@lastchalice Based on what I've seen, it'll probably be more like $40. Even so, I 100% plan on buying and playing it... once it goes on 25%+ sale on Steam during the Spring or Summer sale.
@sant3834_kumar As someone who moved from Windows, I found Mint easier than Ubuntu to learn and use. Funny, since I've been told they're basically the same under the hood. Perhaps its the UI.
@MicrowaveMice Yet more wackjob exclusives fanboys. To me, a PC player, the concept of exclusives continues to be the dumbest concept to defend. Consoles don't even make money by themselves, they're meant to sell games- why not sell those games everywhere you can?
@mushroomfromgd Fabric is good, but a lot of my favorite mods are now NeoForge.

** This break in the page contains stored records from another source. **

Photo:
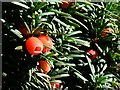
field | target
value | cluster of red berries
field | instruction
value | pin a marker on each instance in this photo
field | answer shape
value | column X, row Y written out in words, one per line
column 37, row 45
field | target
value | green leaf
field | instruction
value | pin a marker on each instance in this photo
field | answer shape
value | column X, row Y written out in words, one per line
column 77, row 55
column 74, row 33
column 102, row 79
column 16, row 33
column 91, row 66
column 33, row 84
column 82, row 15
column 59, row 21
column 71, row 18
column 82, row 42
column 69, row 22
column 47, row 13
column 80, row 76
column 59, row 12
column 43, row 75
column 60, row 76
column 68, row 45
column 20, row 4
column 41, row 5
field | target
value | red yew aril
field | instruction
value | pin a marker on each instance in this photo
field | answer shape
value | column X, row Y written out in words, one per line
column 45, row 66
column 23, row 29
column 47, row 41
column 93, row 54
column 106, row 31
column 54, row 84
column 34, row 45
column 66, row 3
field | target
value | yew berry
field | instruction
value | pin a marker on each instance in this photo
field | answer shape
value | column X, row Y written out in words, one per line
column 106, row 32
column 47, row 41
column 54, row 84
column 93, row 54
column 66, row 3
column 34, row 45
column 45, row 66
column 23, row 29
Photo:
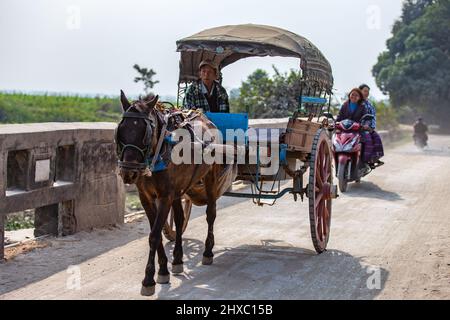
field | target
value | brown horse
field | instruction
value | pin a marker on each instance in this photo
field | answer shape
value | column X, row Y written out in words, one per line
column 138, row 139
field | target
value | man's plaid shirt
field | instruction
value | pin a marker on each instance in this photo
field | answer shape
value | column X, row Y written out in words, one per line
column 195, row 97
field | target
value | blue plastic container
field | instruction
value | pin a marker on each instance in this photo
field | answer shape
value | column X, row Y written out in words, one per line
column 233, row 121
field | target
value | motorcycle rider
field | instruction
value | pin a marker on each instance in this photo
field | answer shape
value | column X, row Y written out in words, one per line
column 354, row 109
column 372, row 136
column 420, row 130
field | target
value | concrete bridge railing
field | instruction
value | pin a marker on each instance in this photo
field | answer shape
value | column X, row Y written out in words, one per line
column 65, row 171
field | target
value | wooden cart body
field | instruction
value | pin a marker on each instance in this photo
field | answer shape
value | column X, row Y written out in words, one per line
column 304, row 146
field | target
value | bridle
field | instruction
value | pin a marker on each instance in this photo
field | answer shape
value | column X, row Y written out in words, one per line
column 147, row 142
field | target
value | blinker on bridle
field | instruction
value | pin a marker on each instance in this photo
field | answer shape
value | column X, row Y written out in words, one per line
column 145, row 152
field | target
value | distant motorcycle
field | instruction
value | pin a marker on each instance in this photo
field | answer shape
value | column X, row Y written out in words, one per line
column 420, row 140
column 347, row 148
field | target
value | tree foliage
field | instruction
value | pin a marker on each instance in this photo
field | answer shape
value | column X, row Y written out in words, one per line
column 415, row 69
column 262, row 96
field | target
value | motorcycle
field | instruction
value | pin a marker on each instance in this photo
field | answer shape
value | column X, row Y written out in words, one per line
column 347, row 149
column 420, row 140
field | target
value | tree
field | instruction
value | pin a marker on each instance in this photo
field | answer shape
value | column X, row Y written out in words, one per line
column 415, row 69
column 264, row 97
column 145, row 76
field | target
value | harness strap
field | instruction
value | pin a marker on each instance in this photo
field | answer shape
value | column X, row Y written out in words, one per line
column 160, row 141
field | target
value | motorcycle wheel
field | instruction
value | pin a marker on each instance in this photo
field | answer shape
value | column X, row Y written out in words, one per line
column 342, row 178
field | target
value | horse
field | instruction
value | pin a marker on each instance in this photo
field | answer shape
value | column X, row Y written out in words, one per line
column 139, row 140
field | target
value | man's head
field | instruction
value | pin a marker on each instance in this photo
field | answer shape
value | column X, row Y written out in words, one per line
column 355, row 96
column 208, row 71
column 365, row 89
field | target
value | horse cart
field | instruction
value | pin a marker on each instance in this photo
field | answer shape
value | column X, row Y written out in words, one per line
column 303, row 146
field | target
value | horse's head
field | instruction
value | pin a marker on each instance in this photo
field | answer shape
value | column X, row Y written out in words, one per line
column 135, row 137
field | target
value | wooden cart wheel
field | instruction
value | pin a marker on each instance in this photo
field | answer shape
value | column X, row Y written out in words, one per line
column 169, row 227
column 320, row 190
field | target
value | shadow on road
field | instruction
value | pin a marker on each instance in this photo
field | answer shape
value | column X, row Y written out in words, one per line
column 368, row 189
column 61, row 253
column 273, row 270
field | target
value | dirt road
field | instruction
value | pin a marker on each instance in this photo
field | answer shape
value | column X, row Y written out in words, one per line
column 390, row 240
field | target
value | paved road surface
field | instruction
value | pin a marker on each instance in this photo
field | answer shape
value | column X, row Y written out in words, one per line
column 390, row 239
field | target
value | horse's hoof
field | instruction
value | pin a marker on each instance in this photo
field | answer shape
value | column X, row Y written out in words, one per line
column 207, row 261
column 163, row 278
column 177, row 268
column 147, row 291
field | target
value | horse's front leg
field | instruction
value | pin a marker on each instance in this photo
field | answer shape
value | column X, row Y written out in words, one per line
column 177, row 264
column 155, row 240
column 210, row 186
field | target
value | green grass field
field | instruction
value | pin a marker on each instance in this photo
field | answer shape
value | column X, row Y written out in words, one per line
column 26, row 108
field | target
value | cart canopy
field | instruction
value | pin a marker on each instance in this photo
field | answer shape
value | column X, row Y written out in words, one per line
column 227, row 44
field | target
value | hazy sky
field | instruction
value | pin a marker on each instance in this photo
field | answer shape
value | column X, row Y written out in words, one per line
column 90, row 46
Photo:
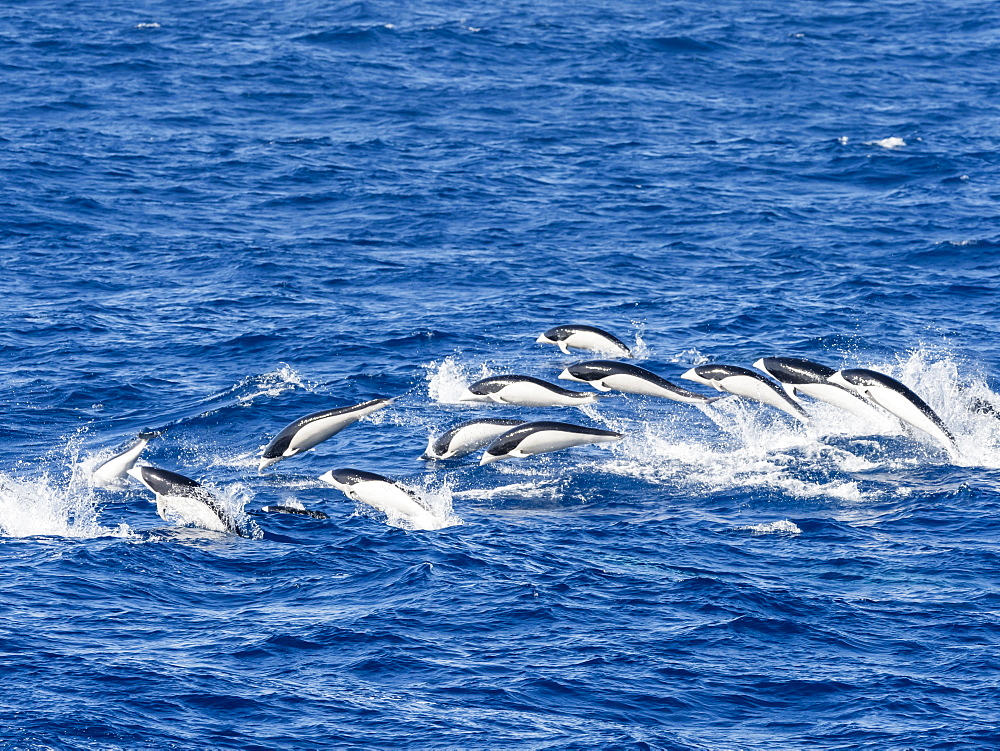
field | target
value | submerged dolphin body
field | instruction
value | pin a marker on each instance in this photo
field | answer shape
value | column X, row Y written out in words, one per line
column 609, row 375
column 746, row 383
column 589, row 338
column 525, row 391
column 294, row 508
column 113, row 471
column 898, row 399
column 799, row 376
column 311, row 430
column 181, row 499
column 541, row 437
column 382, row 494
column 466, row 437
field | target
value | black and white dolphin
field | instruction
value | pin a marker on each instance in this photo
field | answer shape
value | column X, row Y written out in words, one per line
column 294, row 507
column 382, row 494
column 466, row 437
column 311, row 430
column 181, row 499
column 610, row 375
column 541, row 437
column 525, row 391
column 113, row 471
column 589, row 338
column 896, row 398
column 748, row 384
column 799, row 376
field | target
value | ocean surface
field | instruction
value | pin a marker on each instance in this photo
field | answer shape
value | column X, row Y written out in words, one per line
column 218, row 217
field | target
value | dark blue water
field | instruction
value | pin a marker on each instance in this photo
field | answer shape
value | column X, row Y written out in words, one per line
column 218, row 217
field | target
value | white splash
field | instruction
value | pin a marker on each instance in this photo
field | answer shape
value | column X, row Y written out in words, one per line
column 447, row 379
column 62, row 506
column 273, row 383
column 640, row 350
column 437, row 500
column 783, row 527
column 893, row 142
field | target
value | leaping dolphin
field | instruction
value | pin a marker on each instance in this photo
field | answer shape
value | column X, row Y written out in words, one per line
column 541, row 437
column 467, row 437
column 799, row 376
column 608, row 375
column 382, row 494
column 896, row 398
column 311, row 430
column 589, row 338
column 113, row 471
column 181, row 499
column 744, row 382
column 525, row 391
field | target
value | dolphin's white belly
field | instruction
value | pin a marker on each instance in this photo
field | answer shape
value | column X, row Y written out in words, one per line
column 392, row 501
column 527, row 394
column 838, row 397
column 186, row 511
column 906, row 411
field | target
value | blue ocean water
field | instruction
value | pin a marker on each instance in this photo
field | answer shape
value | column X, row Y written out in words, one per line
column 219, row 217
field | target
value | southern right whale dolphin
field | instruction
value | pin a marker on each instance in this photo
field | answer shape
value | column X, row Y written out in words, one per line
column 525, row 391
column 382, row 494
column 746, row 383
column 541, row 437
column 799, row 376
column 898, row 399
column 589, row 338
column 113, row 471
column 311, row 430
column 466, row 437
column 181, row 499
column 608, row 375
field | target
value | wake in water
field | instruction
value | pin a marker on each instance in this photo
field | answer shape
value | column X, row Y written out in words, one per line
column 729, row 445
column 60, row 504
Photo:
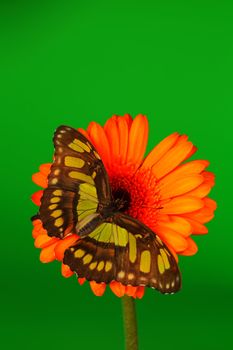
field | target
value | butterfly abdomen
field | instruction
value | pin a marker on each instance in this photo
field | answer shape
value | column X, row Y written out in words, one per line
column 88, row 224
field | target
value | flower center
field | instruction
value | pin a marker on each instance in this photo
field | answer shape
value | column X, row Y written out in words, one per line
column 136, row 194
column 122, row 199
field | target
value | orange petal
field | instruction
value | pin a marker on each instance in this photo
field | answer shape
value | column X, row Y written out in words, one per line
column 191, row 153
column 66, row 271
column 180, row 186
column 210, row 203
column 192, row 168
column 197, row 227
column 179, row 225
column 43, row 241
column 181, row 205
column 173, row 252
column 38, row 230
column 47, row 254
column 138, row 137
column 40, row 179
column 201, row 191
column 37, row 222
column 111, row 130
column 130, row 291
column 84, row 133
column 128, row 119
column 36, row 197
column 191, row 249
column 117, row 288
column 98, row 288
column 172, row 159
column 160, row 150
column 140, row 292
column 81, row 280
column 203, row 215
column 63, row 245
column 45, row 169
column 209, row 178
column 123, row 130
column 172, row 238
column 99, row 139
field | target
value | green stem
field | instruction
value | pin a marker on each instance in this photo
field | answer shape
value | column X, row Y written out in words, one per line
column 130, row 323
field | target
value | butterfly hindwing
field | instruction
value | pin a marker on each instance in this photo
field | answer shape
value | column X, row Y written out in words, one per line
column 77, row 183
column 126, row 251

I avoid Forge these days, though, as a lot of new mods completely ignore it.
@totallynotretro I've never owned a Steamdeck and don't plan on ever owning one, same with my family and close friends. Yet, I and most of them own hundreds of games on Steam. I don't think their business is doomed because they raised the Steamdeck's price.
@thecathguy VR is the best way to play Space Sims imo, and that's about all I use VR for. Unfortunately, those types of games still aren't popular enough to be taken truly seriously by major hardware companies, except those that make HOTAS.
@SteamFrameOut The real trick is recouping development cost, not just covering the cost of physically producing the Steam Machine. They're probably gonna have to sell a lot of games to make up for it, but they must think it's possible or else they wouldn't do it.
@SteamFrameOut If they want to treat it like a console, then that's part of the plan. Consoles are designed to sell games, not be profitable by themselves. If Valve thinks the Steam Machine will increase game sales on the marketplace, then it is worth the loss.
@PalmerLuckey Whole first paragraph I thought you meant the sword and I was completely on board, "hell yeah Anduril is cool, so much history in one sword- oh, you mean the billion dollar company..."
@Pirat_Nation And that's why I never buy a game until it's been with the public for a few months and had a few major updates. Buying into the hype isn't ever worth getting permanently turned off by a game because of unexpected release bugs.